Por eso, Pedro no será como Sobná, mayordomo de palacio, que perderá las llaves del mismo por su infidelidad: en Pedro la Iglesia ve con asombro cómo la debilidad, el pecado del pescador, se verán curados por la inmensa fidelidad del Hijo que persevera en su promesa inicial con una confianza mayor. La confesión de Pedro da pie a las palabras confiadas del Señor: “sobre esta piedra edificaré mi Iglesia”. En la medida en la que Pedro aprenda a vivir en el misterio de Cristo, en la presencia constante y oculta del Señor, se fortalecerá el vínculo entre la Iglesia y Cristo.
El magnífico hogar al que el Señor ha ido a prepararnos sitio y del que ha entregado las llaves a Pedro para que abra y cierre según su criterio tiene una puerta de entrada que no es la fidelidad de Pedro, sino la fidelidad de Cristo. Este escándalo sólo puede ser acogido con humildad, sólo como experiencia de fidelidad del Señor, pues la obra que sale de las manos de Dios se ha construido con una piedra angular que es Cristo, y Él la sostiene, como signo de su fidelidad que nosotros podemos contemplar y en el que podemos alojamos. No nosotros, no nuestros méritos, ni mucho menos nuestros derechos, es todo obra de la gracia de Dios, don suyo.
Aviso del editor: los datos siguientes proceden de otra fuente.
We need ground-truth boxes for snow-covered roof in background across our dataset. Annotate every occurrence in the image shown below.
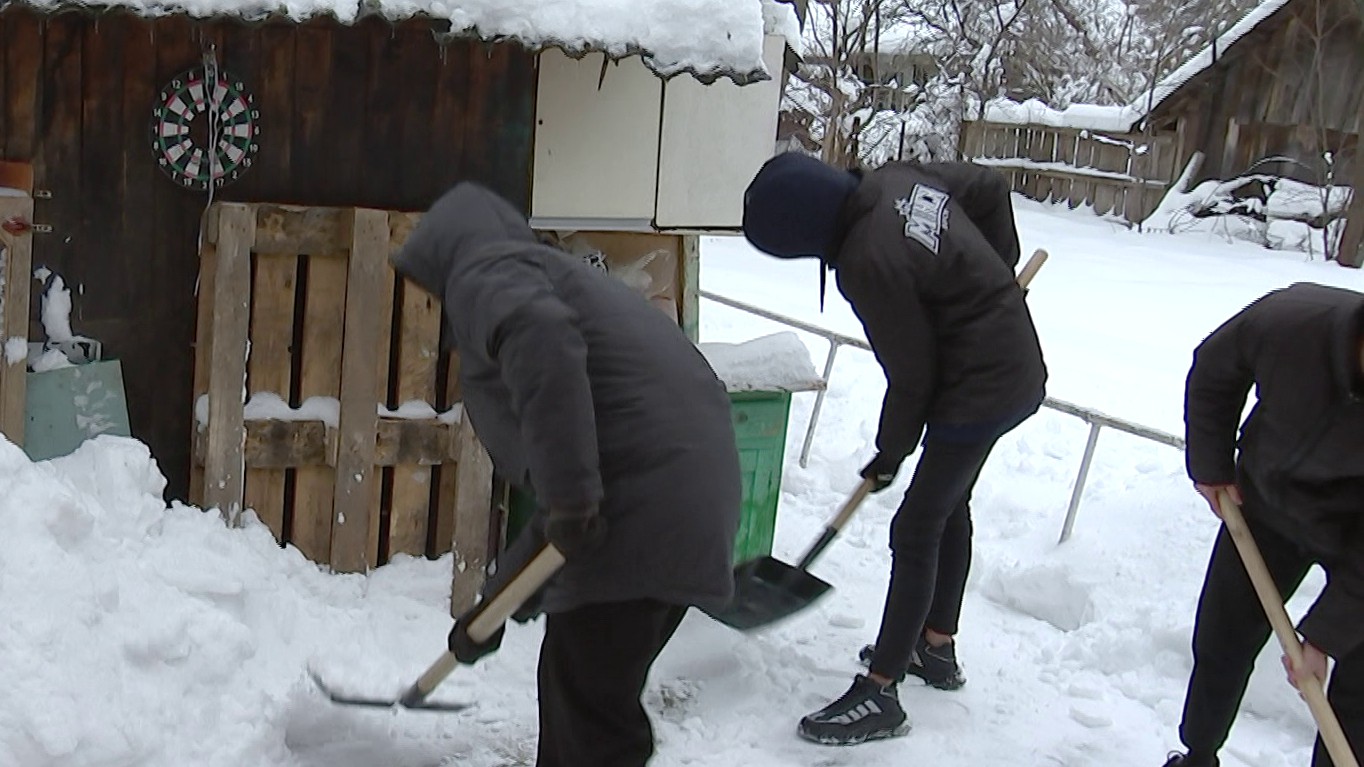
[0,0,794,85]
[985,0,1293,132]
[1132,0,1293,116]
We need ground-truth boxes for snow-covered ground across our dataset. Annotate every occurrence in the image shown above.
[0,199,1364,767]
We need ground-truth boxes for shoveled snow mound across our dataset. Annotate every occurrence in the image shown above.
[0,435,469,767]
[700,332,821,392]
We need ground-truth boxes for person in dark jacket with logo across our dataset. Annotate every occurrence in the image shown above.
[743,153,1046,744]
[1166,283,1364,767]
[393,183,742,767]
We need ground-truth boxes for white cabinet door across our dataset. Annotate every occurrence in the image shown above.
[656,35,786,229]
[531,49,663,229]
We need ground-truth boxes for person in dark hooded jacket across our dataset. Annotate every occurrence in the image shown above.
[393,183,742,767]
[1165,283,1364,767]
[743,153,1046,744]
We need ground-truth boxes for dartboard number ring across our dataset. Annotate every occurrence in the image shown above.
[151,67,261,191]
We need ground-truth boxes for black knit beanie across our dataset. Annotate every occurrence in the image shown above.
[743,151,858,262]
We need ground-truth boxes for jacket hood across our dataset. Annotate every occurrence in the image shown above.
[743,151,859,263]
[390,182,539,296]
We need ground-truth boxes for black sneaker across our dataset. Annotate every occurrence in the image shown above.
[1165,751,1221,767]
[797,674,910,745]
[858,636,966,691]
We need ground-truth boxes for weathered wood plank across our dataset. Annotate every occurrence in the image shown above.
[450,419,492,616]
[0,197,33,446]
[368,226,401,566]
[256,205,351,251]
[331,209,389,572]
[389,274,441,557]
[149,15,207,498]
[246,252,299,542]
[427,354,462,557]
[0,8,44,160]
[76,12,126,322]
[356,16,403,205]
[194,419,460,469]
[203,203,255,524]
[290,19,332,204]
[385,213,441,557]
[289,255,346,562]
[228,25,294,201]
[29,12,83,341]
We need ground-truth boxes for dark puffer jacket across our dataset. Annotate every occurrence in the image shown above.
[1184,283,1364,658]
[394,183,742,611]
[745,154,1046,460]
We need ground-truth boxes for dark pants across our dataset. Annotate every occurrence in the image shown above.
[870,431,1013,680]
[536,599,687,767]
[1180,504,1364,767]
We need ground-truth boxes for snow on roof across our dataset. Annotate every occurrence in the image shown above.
[8,0,777,83]
[1131,0,1293,123]
[985,0,1293,132]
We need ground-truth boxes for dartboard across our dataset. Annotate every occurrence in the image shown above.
[151,67,261,190]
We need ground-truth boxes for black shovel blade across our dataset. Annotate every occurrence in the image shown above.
[707,557,833,631]
[308,670,471,711]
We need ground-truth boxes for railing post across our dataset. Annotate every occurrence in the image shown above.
[1056,420,1103,546]
[801,338,842,468]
Entrar en la Iglesia, en la celebración de la Iglesia, es participar en el misterio de la fidelidad de Dios, requiere una actitud necesaria para que sea fructífero, para que de verdad nos sintamos acogidos en casa: no lo hemos hecho nosotros, no estamos por mérito nuestro en esa casa ni participando de esos misterios porque hagamos las cosas muy bien. Solamente así Pedro puede tomar en sus manos las llaves que Cristo le entrega, no por sabiduría propia, “de la carne y de la sangre”, sino “del Padre que está en los cielos”. Y celebrar en la Iglesia significa que el Señor no abandona la obra de sus manos, la obra de la liturgia, obra de la Santísima Trinidad.
¿Cómo podría el corazón de Pedro creerse digno del cielo por esas llaves? ¿cómo nos dejaríamos engañar nosotros por nuestra vanidad y creernos dignos del cielo por participar en los misterios? No lo somos, pero estamos unidos al Señor, que sí que lo es, y que nos hace dignos. Vivir en la Iglesia y celebrar en la Iglesia nos han de hacer trabajar entonces lo que Pedro al recibir el encargo del Maestro: acoger lo que se nos da por mérito del Señor, por la santidad de Cristo.